Outside, the sky was darkening, and the air smelled of damp earth. Chickens pecked at the muddy ground, and a sow rolled around in a tuft of wild grass. Diego followed a narrow dirt path leading up a steep hill and out into a wide clearing behind their house, gathering twigs that would keep the fire going well into the night. At the end of the path, he turned and looked down the hill. In the distance was the lake, Pátzcuaro, the weak sunlight bouncing off its surface, glimmering like ribbons of glass. Diego looked across the water and could make out some of the other villages—Tzintzunzan, Tocuaro, Erongaricuaro—along the northern shore, strung there like beads on a necklace. Before him was San Antonio, his home, his birthplace, so small that outsiders tended to forget its existence among the bigger villages. Here was the main avenue, which started at the lakeside and passed through the town. Two summers ago, his
father and a few of the other men cobbled the road by hand with bricks that everyone had given money to buy. He could remember the day vividly—his father kneeling, scooping out handfuls of dirt with his coarse hands, and spreading it in the gaps between the bricks, the August heat, the flies buzzing in the cool shadows of opened doorways. His father had taken some mud and placed it in Diego’s hand.

“Here,” he had said, bending down, guiding Diego’s fingers. “In between. Spread the mud there. It’ll bake under the sun and harden.”

He looked at the avenue now, at the houses along its sides, one next to the other. Beyond, there was the tortilleria, the wood-carver José Tamez’s shop, the grocer’s store where the women could buy soap for the laundry or sacks of bleached flour and cubes of sugar. Diego looked still further, beyond the plaster church, beyond the town’s small zócalo where people gathered on Sundays after Mass, beyond the cemetery where his father’s family was buried, their bones mixing with the red clay soil of the land, toward the wide green hills of the countryside. Cicadas hummed in the huisache trees, and the wind rustled, the air warm and heavy with the coming rain. And where was his father? he wondered. Had he been killed? Was Diego indeed the last León?

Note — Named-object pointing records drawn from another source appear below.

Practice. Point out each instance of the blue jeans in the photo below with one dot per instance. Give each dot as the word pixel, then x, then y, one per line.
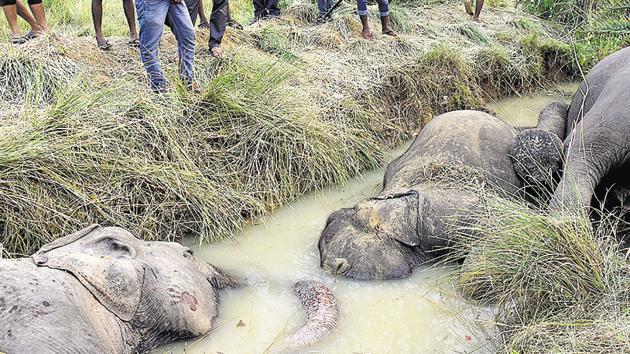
pixel 383 7
pixel 324 6
pixel 151 16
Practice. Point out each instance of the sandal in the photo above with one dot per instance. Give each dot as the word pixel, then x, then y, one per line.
pixel 105 45
pixel 468 7
pixel 216 52
pixel 234 25
pixel 391 33
pixel 18 40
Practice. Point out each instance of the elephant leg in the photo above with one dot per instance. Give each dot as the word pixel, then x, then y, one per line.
pixel 591 155
pixel 553 118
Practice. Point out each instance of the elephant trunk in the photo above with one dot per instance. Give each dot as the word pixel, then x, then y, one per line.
pixel 322 312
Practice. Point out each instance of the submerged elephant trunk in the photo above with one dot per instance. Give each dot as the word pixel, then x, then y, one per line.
pixel 322 312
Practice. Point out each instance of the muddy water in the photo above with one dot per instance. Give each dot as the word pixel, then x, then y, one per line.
pixel 522 111
pixel 421 314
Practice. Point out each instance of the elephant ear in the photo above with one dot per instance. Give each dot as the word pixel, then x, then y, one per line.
pixel 103 259
pixel 395 216
pixel 219 279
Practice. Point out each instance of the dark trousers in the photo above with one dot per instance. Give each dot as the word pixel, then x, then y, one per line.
pixel 218 19
pixel 264 8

Every Saturday, Diego and his mother traveled to Pátzcuaro. Even though the city was several kilometers away, his mother preferred the marketplace there over the one in San Antonio because it was larger, because they sold bolts of fabric, fine soaps and oils, and newspapers and magazines from Morelia, things you couldn’t get in their village.

Since his father left, his great-aunt Elva had started accompanying them, because she said traveling alone through the countryside was unsafe for a lady like his mother. Tía Elva was one of the last remaining full-blooded P’urhépecha indias.

“My mother refused to marry a Spaniard, and my late husband was full-blooded too. Even though all three of my daughters are P’urhépechas they moved to Mexico City, cut their hair, and rejected the old ways,” she once told Diego. “Your father’s mother, my sister Eulogia, married one of the mestizos who moved to San Antonio years ago to buy up land to build haciendas. She was taken in by
their lighter skin and sophisticated ways. But she was india. So your father’s half and half. Your mother, well, I’m not sure what she is. You’ll have to ask her.”